From -300 to 0 and more, we get a higher slice (more and more challenging to the pose).

```
https://fold.it/portal/node/2005638 discussed two different proteins:
One protein had a blue structure making up ~100% of the population and an
orange structure making up < 10^(-10) % of the population. If one defines
y as the difference in Foldit points between 2 structures, the ratio of
their populations (probability factor) is p, which equals 10^(y/14).
Thus, one has p=10^(y/14), log(p)=log(10^(y/14))=(y/14)log(10)=y/14, and
y=14log(p). If one sets the orange structure's Foldit score and Rosetta
Energy to 0 and finds the ratio of populations p using the orange
structure's population in the denominator, one gets the following chart:
ratio of
populations change in
fraction or Rosetta
percent of of probability change in Energy in
structure population population factor p Foldit pts kcal/mol
----------------------------------------------------------------------
blue ~100% ~1 or 10^0 >10^12 >168 <-16.8
orange <10^(-10)% <10^(-12) 1 0 0
The other protein had a blue state with 54% of the population, an orange
one with 32% of the population, a green one with 12% of the population,
and a red one with 1.3% of the population. These %'s total to 99.3% of
the population. If one sets the red state's Foldit score and Rosetta
Energy to 0 and uses the red state's population as the denominator in
all population ratio calculations, one gets the following chart:
ratio of
populations change in
fraction or Rosetta
percent of of probability change in Energy in
structure population population factor p Foldit pts kcal/mol
----------------------------------------------------------------------
blue 54% 0.54 41.538462 22.658306 -2.2658306
orange 32% 0.32 24.615385 19.476893 -1.9476893
green 12% 0.12 9.230769 13.513331 -1.3513331
red 1.3% 0.013 1 0 0
```

```
Using the probability factors p and Rosetta Energy changes U (in kcal/mol)
from the above calculations with the formula p=exp(-U/KT),
one can get KT in kcal/mol and the temperature T as below:
First, p=exp(-U/KT) gives ln(p) = -U/KT, KT = -U/ln(p), and T = -U/(K ln(p)).
With the above formulas,
p=10^12 for U = -16.8 kcal/mol gives KT = 0.608012 kcal/mol.
Furthermore, the pairs
p=41.538462 for U = -2.2658306 kcal/mol,
p=24.615385 for U = -1.9476893 kcal/mol, and
p= 9.230769 for U = -1.3513331 kcal/mol
all give KT = 0.608012 kcal/mol as well.
Next, using K = 1.9872041 x 10^(-3) kcal/(mol K) from
https://en.wikipedia.org/wiki/Boltzmann_constant#Value_in_different_units
gives T = 305.96 K, which using the formulas at
https://en.wikipedia.org/wiki/Conversion_of_units_of_temperature
converts to 32.81 deg C and 91.06 deg F, somewhere
between room temperature and human body temperature.
Finally, since -16.8 kcal/mol of Rosetta Energy gives 168 Foldit points,
one could also write KT as 6.08012 Foldit points.
```

Well explained blogs - whilst many vets will already understand the concept.

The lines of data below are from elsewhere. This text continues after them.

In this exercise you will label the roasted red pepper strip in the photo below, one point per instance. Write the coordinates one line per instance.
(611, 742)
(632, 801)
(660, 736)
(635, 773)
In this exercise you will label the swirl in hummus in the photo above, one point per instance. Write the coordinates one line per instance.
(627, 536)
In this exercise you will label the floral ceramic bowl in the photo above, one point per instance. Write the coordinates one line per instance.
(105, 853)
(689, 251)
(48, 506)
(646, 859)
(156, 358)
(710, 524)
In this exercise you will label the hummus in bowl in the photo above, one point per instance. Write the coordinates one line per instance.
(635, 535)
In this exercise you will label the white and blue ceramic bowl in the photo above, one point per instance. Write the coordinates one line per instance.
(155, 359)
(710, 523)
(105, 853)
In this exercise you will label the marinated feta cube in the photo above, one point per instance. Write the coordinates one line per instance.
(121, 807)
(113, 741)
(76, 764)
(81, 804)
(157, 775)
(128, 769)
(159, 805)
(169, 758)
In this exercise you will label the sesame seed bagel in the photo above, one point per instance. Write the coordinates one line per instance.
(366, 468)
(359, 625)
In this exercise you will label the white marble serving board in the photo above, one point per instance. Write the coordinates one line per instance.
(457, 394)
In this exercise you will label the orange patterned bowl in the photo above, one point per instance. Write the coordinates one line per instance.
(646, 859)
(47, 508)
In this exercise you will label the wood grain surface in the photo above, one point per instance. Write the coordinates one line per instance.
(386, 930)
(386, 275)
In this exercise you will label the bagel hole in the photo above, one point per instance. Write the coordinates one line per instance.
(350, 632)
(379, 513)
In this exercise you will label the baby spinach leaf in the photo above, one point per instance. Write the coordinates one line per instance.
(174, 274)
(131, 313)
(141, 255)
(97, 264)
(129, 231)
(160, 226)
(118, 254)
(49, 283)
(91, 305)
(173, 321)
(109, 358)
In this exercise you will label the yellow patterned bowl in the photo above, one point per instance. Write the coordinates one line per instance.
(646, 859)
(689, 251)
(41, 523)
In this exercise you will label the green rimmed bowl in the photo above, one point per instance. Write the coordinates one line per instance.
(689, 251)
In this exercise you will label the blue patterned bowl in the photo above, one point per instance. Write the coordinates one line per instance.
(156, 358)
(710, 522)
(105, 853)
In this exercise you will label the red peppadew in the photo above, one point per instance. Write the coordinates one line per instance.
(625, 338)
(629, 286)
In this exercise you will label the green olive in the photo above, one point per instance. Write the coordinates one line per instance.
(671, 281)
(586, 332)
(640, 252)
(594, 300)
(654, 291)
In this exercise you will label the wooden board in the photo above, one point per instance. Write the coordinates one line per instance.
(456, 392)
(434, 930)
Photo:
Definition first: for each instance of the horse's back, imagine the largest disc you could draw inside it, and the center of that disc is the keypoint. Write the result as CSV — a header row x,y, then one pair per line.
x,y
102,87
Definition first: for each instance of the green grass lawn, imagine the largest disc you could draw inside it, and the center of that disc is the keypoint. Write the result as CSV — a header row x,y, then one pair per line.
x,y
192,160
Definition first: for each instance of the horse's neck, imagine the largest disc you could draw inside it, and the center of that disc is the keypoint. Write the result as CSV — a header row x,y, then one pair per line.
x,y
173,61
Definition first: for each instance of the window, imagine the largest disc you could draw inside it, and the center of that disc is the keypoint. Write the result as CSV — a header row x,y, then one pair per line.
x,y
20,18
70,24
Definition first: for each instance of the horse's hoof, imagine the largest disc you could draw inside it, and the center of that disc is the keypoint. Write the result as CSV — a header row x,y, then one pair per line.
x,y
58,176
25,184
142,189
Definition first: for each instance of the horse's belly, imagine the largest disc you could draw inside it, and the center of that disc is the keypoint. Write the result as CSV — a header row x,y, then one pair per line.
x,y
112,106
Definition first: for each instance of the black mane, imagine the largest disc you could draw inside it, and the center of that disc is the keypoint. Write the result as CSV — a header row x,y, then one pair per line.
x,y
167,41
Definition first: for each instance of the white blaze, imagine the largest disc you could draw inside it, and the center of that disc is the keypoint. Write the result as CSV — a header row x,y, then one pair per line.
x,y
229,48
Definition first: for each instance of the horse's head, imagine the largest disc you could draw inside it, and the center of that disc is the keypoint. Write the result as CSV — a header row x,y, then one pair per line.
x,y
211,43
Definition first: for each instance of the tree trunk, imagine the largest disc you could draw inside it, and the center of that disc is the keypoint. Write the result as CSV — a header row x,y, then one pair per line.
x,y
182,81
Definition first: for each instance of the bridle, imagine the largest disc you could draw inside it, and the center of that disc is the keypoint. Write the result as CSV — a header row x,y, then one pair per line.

But why would the first puzzle (an experiment as u say) be run on 2 bases? either u want guys to create solutions that may pass yr partition test - or U don't. Please don't be lazy - create this puzzle purely for partition (and a separate one for those not interested in the experiment) It makes little sense as it stands and can only cause confusion for newbs.....and right now newbs (and retention here) is probably a strong argument for changing this. In short - this system makes no sense (with respect)

I and others believe this approach is flawed.